Answer
See explanations.
Work Step by Step
a. Step 1. Given the function $f(x)=\begin{cases} x,\ rational-x \\ 0,\ irrational-x \end{cases}$,
we need to show that $\lim_{x\to0}f(x)=0$.
Step 2. For any given small value $\epsilon\gt0$, we need to find a corresponding $\delta\gt0$ such that for all $x$ in the interval of $|x|\lt\delta$, we have $|f(x)|\lt\epsilon$.
Step 3. If $x$ is irrational, $f(x)=0$ and we do not need to prove this case.
Step 4. If $x$ is rational, let $\delta=\epsilon$, we have $|f(x)|\lt\epsilon$, $|x|\lt\epsilon$, and $|x|\lt\delta$.
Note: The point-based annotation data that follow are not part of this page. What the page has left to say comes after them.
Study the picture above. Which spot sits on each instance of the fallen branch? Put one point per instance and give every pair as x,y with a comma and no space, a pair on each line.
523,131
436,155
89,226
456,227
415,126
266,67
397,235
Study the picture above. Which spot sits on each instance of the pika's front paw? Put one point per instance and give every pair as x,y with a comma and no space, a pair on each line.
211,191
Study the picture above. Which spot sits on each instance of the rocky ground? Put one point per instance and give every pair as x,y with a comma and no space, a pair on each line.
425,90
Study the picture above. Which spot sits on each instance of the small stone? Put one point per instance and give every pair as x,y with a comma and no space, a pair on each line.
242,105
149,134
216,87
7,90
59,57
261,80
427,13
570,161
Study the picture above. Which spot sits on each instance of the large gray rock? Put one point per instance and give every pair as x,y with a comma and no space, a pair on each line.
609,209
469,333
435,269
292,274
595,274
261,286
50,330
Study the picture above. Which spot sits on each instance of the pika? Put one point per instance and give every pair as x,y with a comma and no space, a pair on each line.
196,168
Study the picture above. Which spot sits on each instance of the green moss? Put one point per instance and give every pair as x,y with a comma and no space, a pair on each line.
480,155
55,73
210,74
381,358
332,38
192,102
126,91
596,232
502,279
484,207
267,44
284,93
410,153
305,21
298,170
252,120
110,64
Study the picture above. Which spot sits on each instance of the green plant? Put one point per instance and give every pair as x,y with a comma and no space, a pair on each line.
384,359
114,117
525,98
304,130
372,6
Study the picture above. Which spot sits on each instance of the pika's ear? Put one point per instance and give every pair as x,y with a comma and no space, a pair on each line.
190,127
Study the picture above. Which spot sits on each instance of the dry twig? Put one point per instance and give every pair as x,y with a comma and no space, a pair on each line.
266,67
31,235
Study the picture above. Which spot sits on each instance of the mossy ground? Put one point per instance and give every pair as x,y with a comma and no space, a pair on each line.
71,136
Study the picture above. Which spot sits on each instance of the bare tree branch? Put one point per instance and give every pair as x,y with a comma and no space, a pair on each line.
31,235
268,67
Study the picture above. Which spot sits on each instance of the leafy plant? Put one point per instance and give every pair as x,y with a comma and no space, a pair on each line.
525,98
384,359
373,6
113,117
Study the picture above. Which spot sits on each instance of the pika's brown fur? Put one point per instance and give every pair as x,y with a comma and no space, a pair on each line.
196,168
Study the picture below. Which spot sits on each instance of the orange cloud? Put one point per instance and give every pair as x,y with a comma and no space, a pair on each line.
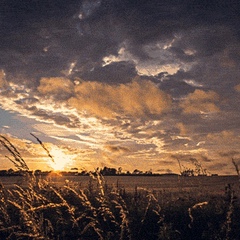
200,101
137,98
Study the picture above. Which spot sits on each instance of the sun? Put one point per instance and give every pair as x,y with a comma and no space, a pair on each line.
61,159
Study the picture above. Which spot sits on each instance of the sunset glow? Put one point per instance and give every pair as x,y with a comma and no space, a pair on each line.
131,84
61,162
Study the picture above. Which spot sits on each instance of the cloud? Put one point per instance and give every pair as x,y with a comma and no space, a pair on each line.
237,88
200,102
117,149
57,87
3,82
137,98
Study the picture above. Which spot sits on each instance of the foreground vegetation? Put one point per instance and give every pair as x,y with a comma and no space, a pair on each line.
41,210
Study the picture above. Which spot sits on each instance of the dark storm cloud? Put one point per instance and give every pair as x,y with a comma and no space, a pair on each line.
41,38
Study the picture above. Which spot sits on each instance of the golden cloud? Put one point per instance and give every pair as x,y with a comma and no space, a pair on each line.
137,98
200,101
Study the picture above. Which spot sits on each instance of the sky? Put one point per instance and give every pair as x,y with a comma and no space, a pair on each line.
140,84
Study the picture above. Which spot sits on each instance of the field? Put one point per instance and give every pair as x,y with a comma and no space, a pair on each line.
119,207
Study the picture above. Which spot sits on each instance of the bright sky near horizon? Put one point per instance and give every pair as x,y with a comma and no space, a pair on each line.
125,83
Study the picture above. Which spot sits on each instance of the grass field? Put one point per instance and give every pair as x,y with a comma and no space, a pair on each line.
103,208
131,207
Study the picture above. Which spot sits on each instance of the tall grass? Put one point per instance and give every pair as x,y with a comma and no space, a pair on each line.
43,211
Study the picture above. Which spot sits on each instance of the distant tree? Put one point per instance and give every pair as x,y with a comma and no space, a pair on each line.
37,172
11,171
119,171
136,172
108,171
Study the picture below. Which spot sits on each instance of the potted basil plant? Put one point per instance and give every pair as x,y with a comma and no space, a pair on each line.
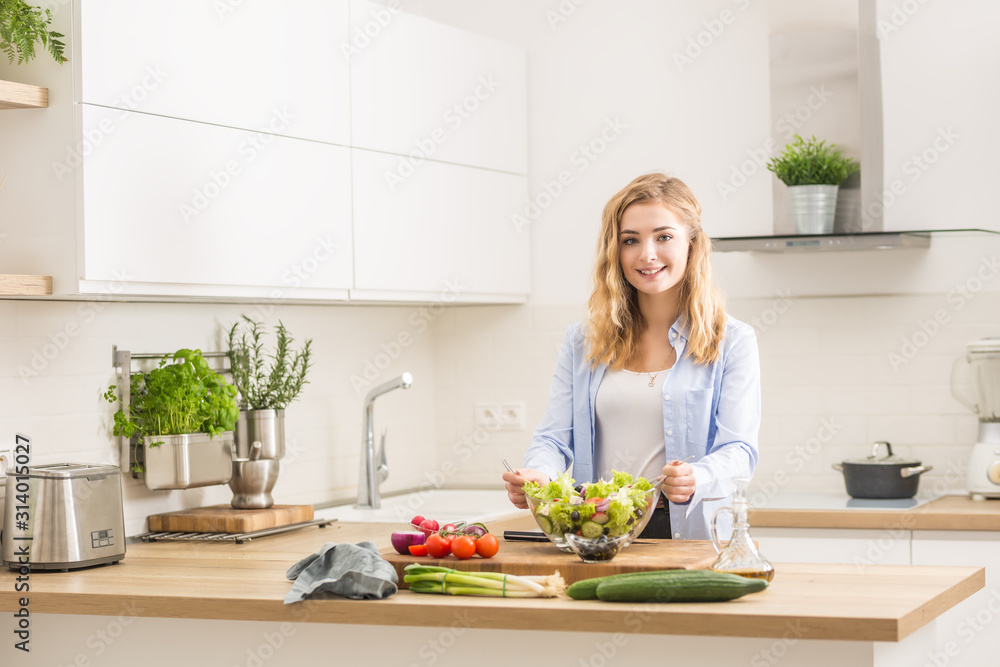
182,416
813,171
267,381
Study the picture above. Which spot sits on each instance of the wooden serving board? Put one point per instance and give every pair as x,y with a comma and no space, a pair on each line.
535,558
225,519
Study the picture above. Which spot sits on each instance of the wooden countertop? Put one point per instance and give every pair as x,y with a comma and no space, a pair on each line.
947,513
247,582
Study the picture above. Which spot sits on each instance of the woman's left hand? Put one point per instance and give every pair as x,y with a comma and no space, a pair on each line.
678,486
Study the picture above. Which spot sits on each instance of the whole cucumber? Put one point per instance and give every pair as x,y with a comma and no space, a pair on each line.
680,586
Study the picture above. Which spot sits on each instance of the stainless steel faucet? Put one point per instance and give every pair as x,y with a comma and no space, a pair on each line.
371,479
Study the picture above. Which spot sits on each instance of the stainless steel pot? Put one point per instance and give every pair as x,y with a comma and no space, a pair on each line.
875,476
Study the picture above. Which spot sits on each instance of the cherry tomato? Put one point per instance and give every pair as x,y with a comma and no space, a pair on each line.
487,545
437,546
463,547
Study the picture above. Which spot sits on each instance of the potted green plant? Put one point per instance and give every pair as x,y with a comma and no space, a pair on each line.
22,26
813,171
182,416
267,382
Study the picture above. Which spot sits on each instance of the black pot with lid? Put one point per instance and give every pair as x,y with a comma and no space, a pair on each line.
887,476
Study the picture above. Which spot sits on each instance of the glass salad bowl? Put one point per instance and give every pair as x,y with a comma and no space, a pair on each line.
619,516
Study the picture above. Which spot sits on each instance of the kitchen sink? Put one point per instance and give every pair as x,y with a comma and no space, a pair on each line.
444,505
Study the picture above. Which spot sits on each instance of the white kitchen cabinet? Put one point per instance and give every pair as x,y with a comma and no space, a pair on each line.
170,205
428,90
860,547
444,234
967,635
236,64
939,118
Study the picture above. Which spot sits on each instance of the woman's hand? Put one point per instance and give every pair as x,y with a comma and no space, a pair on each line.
678,486
515,480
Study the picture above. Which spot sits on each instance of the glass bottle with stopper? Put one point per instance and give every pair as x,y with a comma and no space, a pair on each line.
740,556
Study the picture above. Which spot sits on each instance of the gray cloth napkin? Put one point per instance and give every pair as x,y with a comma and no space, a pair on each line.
352,570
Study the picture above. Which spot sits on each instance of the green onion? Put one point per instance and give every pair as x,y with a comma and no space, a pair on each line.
446,581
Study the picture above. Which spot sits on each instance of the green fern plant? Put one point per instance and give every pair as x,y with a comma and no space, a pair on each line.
22,26
811,162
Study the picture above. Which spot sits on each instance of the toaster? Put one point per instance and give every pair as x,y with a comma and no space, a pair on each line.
63,516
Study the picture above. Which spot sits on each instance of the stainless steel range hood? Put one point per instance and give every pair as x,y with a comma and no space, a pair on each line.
830,242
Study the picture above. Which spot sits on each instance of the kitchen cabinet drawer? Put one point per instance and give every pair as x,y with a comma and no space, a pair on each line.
445,233
815,545
173,207
939,127
428,90
228,63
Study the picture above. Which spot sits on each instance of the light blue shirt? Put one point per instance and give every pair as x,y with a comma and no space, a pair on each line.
710,412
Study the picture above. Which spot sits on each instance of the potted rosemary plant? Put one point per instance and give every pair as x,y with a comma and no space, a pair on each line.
813,171
182,417
267,382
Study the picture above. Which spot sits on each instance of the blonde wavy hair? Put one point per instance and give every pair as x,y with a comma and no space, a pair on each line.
614,322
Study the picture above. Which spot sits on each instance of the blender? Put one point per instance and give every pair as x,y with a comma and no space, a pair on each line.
983,361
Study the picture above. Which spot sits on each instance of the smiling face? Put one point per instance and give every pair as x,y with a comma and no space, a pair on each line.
653,247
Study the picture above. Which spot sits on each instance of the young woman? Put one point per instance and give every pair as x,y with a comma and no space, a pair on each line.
658,373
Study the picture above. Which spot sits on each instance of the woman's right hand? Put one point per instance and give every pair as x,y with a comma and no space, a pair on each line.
515,480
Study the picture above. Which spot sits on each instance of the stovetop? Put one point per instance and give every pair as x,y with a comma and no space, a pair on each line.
837,501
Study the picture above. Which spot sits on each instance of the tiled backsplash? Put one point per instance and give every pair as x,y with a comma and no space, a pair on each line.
837,373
Step 5. Working the above step backward, for any given small value $\epsilon\gt0$, we can find a corresponding $\delta=\epsilon$ such that for all $x$ in the interval of $|x|\lt\delta$, we have $|f(x)|\lt\epsilon$ which proves that $\lim_{x\to0}f(x)=0$.
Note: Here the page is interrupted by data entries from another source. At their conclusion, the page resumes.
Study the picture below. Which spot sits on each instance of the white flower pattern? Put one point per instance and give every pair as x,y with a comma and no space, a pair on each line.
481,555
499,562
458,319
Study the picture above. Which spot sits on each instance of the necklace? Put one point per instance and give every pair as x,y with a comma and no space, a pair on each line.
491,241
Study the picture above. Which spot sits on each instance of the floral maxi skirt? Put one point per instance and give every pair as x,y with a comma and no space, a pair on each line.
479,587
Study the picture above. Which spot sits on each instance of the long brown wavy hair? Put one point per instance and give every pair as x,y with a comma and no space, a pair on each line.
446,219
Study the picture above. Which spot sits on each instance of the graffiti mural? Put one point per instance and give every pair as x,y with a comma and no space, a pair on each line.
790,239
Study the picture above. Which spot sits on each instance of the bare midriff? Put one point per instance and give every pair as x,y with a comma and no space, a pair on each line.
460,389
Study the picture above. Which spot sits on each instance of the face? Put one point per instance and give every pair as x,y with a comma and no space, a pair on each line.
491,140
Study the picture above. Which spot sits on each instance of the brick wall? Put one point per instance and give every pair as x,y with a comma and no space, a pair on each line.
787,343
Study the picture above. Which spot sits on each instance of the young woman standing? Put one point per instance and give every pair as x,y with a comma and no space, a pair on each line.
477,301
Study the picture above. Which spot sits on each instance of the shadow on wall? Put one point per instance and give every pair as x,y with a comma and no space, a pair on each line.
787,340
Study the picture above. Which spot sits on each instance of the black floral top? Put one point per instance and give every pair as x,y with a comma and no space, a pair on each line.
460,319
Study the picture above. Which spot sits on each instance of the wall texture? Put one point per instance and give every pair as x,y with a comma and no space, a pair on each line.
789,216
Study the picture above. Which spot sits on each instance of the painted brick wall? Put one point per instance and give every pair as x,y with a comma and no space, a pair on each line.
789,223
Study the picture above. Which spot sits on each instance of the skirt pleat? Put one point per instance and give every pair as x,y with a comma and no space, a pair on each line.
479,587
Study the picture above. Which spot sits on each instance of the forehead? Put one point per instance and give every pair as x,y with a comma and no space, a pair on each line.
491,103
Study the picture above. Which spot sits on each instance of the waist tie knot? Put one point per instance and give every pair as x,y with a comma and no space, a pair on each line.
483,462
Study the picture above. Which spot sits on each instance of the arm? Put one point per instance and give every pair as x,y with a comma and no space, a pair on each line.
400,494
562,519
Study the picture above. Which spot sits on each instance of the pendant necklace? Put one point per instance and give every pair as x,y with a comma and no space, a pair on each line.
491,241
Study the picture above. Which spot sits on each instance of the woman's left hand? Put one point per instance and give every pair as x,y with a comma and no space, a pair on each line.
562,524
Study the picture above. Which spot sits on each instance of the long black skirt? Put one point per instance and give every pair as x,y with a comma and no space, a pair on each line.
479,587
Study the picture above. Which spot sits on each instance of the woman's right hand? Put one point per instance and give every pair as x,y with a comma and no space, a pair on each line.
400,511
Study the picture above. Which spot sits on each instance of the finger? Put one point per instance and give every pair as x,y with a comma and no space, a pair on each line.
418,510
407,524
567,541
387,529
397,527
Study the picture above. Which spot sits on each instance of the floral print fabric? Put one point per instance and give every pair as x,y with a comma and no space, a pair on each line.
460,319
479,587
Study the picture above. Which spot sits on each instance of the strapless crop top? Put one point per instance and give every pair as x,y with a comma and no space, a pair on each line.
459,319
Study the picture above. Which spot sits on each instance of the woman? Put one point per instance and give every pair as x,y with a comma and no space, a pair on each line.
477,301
b. For $x\ne0$, since every nonempty open interval of real numbers contains both rational and irrational numbers, it does not matter what value $\delta\gt0$ is; we can always find an irrational number within $(x-\delta, x)$ or $(x,x+\delta)$ such that $f(x)=x\ne0$. While at the same time, we can always find a rational number in the interval such that $f(x)=0$. Thus the limit $\lim_{x\to c}f(x)\ne0$ where $c\ne0$. This means that the function will not be continuous at $x=c$ if $c\ne0$.